MATERIALS AND METHODS
Analysis of RT–PCR products with RFLPs
RT–PCR products were analyzed with RFLPs to distinguish the parental origin of pri-miR-184 and the antisense transcripts. For amplification of pri-miR-184, cDNA was prepared with M-MLV reverse transcriptase (Takara) at 55°C using a gene-specific primer, miR184-R3. Pri-miR-184 was amplified using the primers miR184-F5 and miR184-R4 and treated with a restriction enzyme, NciI, and then resolved on 12% TBE polyacrylamide gels. The cDNA was prepared with random hexamers for all other antisense transcripts. AS1a/b and AS2 transcripts were amplified using primers m-miR184-CpG1-F1 and AS-R3 and treated with the restriction enzyme NciI. AS3 was amplified with primers AS-F2 and AS-R3 and treated with NciI. AS4 was amplified with AS-F2 and AS-R2 and treated with BsaAI. Digested PCR products were resolved on 3% agarose gels and stained with ethidium bromide (Supplementary Material).
TaqMan microRNA assays
TaqMan microRNA assays which can only quantify mature microRNA by using stem-loop RT primers were performed as described using the comparative CT method (56). Normalization was done with value obtained with 5S ribosomal RNA TaqMan assays (57).
Genomic DNA was isolated from mouse brain and testis and treated with sodium bisulfite to analyze methylation status using a CpGenome DNA modification kit, according to the manufacturer’s instructions (CHEMICON). The modified DNA was amplified using the following conditions: 94°C for 3 min followed by 94°C for 20 s, 55°C for 30 s and 72°C for 30 s for 35 cycles, and a final extension at 72°C for 7 min. The PCR product was cloned and sequenced (Supplementary Material).
Culture of cortical neurons
Mouse cortical neurons were isolated from mouse embryos at gestational day 16. Cells were plated on culture dishes at a density of 7 × 104 cells/cm2 and maintained in serum-free medium [Neurobasal medium (Invitrogen), supplemented with 0.5 mm glutamine and B27 supplement (Invitrogen)] at 37°C in a humidified 10% CO2 atmosphere.
Cortical neurons (2 × 106 per 60 mm dish) were prepared from fetal brains of BCF1 animals and treated with or without an elevated level of KCl (50 mm) for 2 and 6 h. Cultured neurons were subjected to a ChIP assay, according to the Upstate Biotechnology ChIP Kit’s protocol. Shared chromatin by sonication was immunoprecipitated with anti-MeCP2 antibody, or non-specific rabbit IgG (Sigma) as a negative control. CpG-R was amplified using primers AS-F1 and AS-R2 and treated with NciI to distinguish the parental origin. The PCR product derived from the CBA allele was completely digested with NciI. The mouse Bdnf exon IV promoter region served as a positive control to assess the effect of membrane depolarization (Supplementary Material).
Supplementary Material is available at HMG Online.

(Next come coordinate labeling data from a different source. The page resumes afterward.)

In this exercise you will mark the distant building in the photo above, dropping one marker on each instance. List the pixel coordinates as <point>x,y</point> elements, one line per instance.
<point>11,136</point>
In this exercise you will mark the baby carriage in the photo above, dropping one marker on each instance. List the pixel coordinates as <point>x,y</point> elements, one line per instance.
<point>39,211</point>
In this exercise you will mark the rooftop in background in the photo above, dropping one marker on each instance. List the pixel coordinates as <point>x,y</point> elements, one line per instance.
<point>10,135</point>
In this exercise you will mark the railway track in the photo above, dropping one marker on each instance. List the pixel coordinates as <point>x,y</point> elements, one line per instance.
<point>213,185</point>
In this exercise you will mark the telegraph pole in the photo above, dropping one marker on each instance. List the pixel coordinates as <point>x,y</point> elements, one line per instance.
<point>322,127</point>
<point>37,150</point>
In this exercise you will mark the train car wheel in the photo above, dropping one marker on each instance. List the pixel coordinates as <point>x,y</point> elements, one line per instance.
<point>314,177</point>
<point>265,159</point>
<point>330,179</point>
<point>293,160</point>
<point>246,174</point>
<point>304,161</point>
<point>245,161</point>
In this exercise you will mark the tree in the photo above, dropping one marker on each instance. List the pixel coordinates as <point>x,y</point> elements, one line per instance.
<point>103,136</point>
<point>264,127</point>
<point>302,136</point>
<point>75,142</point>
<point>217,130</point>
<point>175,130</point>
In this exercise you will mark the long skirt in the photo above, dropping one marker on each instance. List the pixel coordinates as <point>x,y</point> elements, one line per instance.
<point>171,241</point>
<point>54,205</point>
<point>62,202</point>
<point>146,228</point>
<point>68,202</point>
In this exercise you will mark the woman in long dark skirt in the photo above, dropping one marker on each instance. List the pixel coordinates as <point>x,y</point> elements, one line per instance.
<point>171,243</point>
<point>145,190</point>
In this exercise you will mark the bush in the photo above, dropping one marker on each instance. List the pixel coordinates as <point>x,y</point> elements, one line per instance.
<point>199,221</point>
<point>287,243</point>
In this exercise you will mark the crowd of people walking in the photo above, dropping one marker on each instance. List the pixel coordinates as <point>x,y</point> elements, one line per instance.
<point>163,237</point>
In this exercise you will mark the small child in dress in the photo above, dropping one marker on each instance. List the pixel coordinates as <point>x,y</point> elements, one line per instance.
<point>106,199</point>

This work was supported in part by grants from the Japanese Science and Technology Agency (I.H.) and the Ministry of Education, Culture, Sports, Science and Technology of Japan (I.H.) and the Ministry of Health, Labour and Welfare of Japan (I.H.).
We thank Dr H. Ohnishi for technical advice on the culture of cortical neurons, and DNA Chip Research Inc. for technical assistance.
Conflict of Interest statement. None declared.